Blackbaud Data Breach (2020)

Blackbaud, one of the world’s largest providers of financial and fundraising technology to nonprofits, was hacked and paid a ransom to have the hijacked data destroyed by the cybercriminals. Officials learned of the intrusion in May and called in law enforcement and independent forensics experts to work with Blackbaud’s own security team, a Blackbaud spokesperson said. The teams were able to prevent the blocking of system access for users and the fully encrypting of files. Blackbaud officials first realized something was wrong when staff detected malicious activity internally. Once the attack was stopped the criminals contacted Blackbaud with the ransom demand. Company officials spoke on the record but not for direct attribution.
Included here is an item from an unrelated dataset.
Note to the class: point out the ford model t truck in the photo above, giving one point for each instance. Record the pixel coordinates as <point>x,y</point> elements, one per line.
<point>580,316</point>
Blackbaud declined to disclose how much was paid to the cybercriminals but it was done using Bitcoin. The firm also declined to say which data center was the entry point or how many are used by Blackbaud. The cybercriminals were able to remove a copy of a subset of data from Blackbaud’s self-hosted environment. Credit card information, bank account information, or Social Security numbers were not stolen, according to the spokesperson. Officials said they have confirmation that the stolen data was destroyed after the ransom was paid. 'We have no reason to believe that any data went beyond the cybercriminal, was or will be misused or will be disseminated or otherwise made available publicly,' the spokesperson said.